If someone were paying me to fly a helicopter (or an airplane) I’d LOVE my job! If someone were paying me to make films, I’d love that job too.

I’m a ‘data processor’. Fairly boring. But I’m also an Easytrieve programmer. That’s fun. I like writing the Easytrieves and coming up with solutions. My boss wonders if I something can be done, and I write a program and do it. I like being appreciated. Do I ‘love it’? That would be putting it a bit strongly. But here’s the situation: My office is 100+ miles from my house and I’m not looking for something closer. I like what I do. And I’m telecommuting two days out of five, which is very nice. Even the commute has its advantages: Seattle is much more interesting than here. The only time I don’t like it is the last week of the month when it gets slow. I want more data!

Zsofia: One of the Great Jobs of my life was working in the Microforms and Periodicals section of my campus library in my undergrad days. I learned as much there as in my classes. I almost became a librarian because of that, but circumstances led me elsewhere. But it’s up at the top of my list of Great Jobs.

I CAN love my job sometimes. I’m a foreign aid worker, and there are times when it is deeply satisfying. There are other times when it really can suck, there’s the usual office crap that comes with any job, but also there is a lot of living in pretty crappy conditions, you get sick a lot, you are often uncomfortable, and you end up with a pretty cynical view of the world.

I’m an engineer;

I wouldn’t say I love my job. I work for a huge chemical corporation that compensates its skilled workers in a very mediocre fashion.

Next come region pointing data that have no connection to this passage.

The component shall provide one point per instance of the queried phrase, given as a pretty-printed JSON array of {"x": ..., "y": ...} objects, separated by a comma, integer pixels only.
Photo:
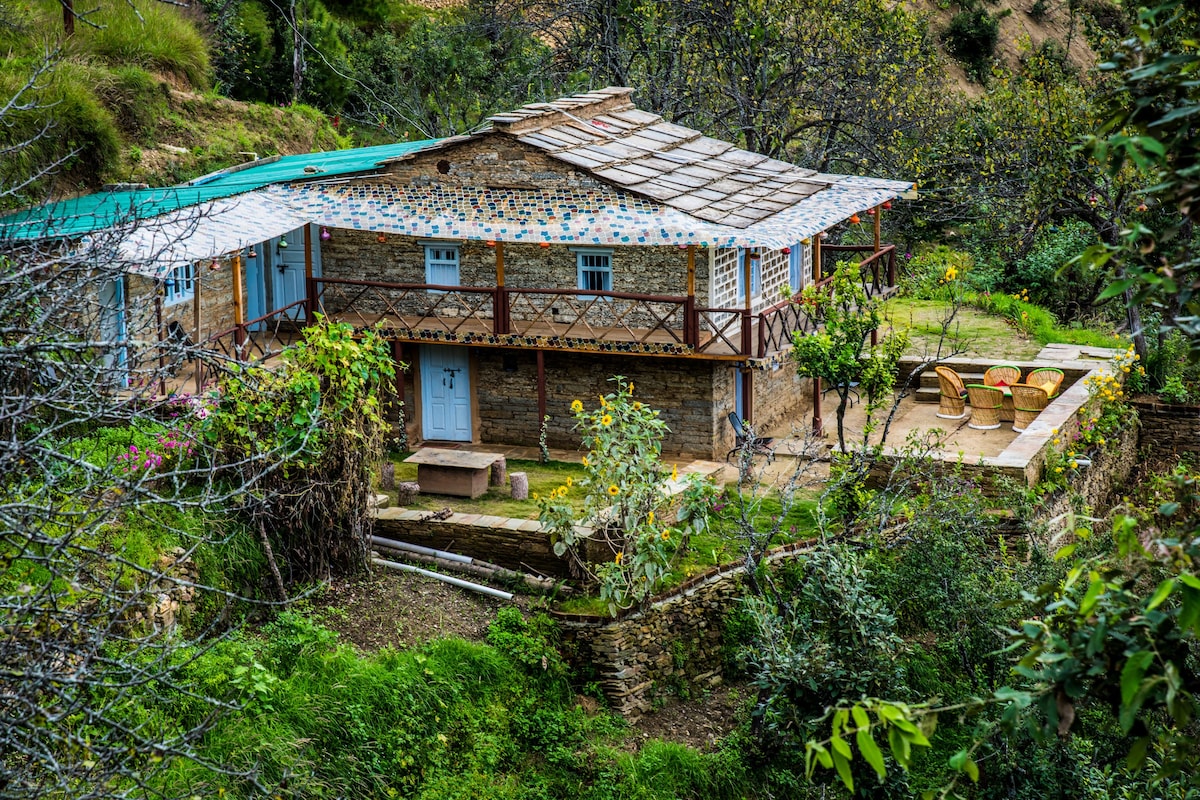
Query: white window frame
[
  {"x": 755, "y": 275},
  {"x": 443, "y": 260},
  {"x": 582, "y": 268},
  {"x": 179, "y": 284}
]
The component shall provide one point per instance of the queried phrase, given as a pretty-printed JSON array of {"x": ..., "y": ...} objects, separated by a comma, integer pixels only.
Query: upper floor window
[
  {"x": 755, "y": 275},
  {"x": 179, "y": 284},
  {"x": 594, "y": 269},
  {"x": 442, "y": 264}
]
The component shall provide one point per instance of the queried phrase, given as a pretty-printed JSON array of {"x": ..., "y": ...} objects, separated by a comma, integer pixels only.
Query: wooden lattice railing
[{"x": 415, "y": 310}]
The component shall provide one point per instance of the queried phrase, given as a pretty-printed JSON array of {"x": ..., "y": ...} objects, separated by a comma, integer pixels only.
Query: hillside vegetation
[{"x": 130, "y": 98}]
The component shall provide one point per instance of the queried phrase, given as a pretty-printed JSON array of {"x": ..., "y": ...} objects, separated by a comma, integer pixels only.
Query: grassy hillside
[{"x": 129, "y": 98}]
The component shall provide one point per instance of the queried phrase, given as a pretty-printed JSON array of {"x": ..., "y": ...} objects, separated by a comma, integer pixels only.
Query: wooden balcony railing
[{"x": 568, "y": 317}]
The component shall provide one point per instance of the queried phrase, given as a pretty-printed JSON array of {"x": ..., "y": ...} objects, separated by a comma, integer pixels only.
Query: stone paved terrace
[{"x": 1017, "y": 455}]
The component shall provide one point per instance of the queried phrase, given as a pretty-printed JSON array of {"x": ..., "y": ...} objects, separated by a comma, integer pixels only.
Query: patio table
[{"x": 459, "y": 473}]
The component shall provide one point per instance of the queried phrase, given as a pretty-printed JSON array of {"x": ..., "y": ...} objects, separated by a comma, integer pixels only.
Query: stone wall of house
[
  {"x": 359, "y": 256},
  {"x": 1168, "y": 428},
  {"x": 783, "y": 401},
  {"x": 507, "y": 392},
  {"x": 675, "y": 643}
]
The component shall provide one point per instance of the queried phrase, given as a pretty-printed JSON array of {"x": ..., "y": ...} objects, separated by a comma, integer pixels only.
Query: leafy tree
[
  {"x": 837, "y": 350},
  {"x": 623, "y": 537}
]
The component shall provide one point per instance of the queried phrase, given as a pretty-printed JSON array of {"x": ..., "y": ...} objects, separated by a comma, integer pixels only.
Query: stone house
[{"x": 520, "y": 268}]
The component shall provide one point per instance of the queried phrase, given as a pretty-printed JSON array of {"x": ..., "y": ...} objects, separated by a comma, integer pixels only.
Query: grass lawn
[
  {"x": 990, "y": 335},
  {"x": 987, "y": 336},
  {"x": 498, "y": 499}
]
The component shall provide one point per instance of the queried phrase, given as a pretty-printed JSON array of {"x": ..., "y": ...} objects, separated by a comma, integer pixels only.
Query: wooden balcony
[{"x": 558, "y": 318}]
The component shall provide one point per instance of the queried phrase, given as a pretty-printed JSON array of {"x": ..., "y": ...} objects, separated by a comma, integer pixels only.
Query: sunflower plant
[{"x": 621, "y": 539}]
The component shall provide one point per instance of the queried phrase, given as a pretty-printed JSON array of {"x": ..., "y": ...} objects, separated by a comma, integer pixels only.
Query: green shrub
[{"x": 971, "y": 38}]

A quote from an HR presentation:

“We try to scale our pay to fall within the 25%-50% quartile for the industry”

Which means - at best they pay average. Most people are a bit below.

But I do love some things about the work.

  1. The people I work with. I work in a group of maybe 15 people. There are 3-4 lazy worthless bastards. But the rest I get along with famously - we help each other out, we hang out outside of work, we’re a proper team. It’s nothing that corporate did, we just all happen to be suited to work with each other.

  2. The variety of the job. We make polymers on an industrial scale. There are thousands of variables to tweak and thousands of things that can go wrong day to day. I very rarely feel like, “Man, I’m in a rut. I’m doing the same thing over and over.” There’s always a new product to develop or a new problem to tackle.

  3. The challenge. I have a hybrid position. I’m probably 33% engineer, 33% chemist, 33% sales. Which means I have to work smoothly with all three of these separate disciplines. It’s hard, but it’s never boring. I prefer it 100% to my previous position which was 100% process engineering, where I never interacted with anything but stererotypical engineers and lazy union bastards.

I’m a recent college graduate. I work as a handyman, helping my parents renovate our home in exchange for room, board, and a small salary.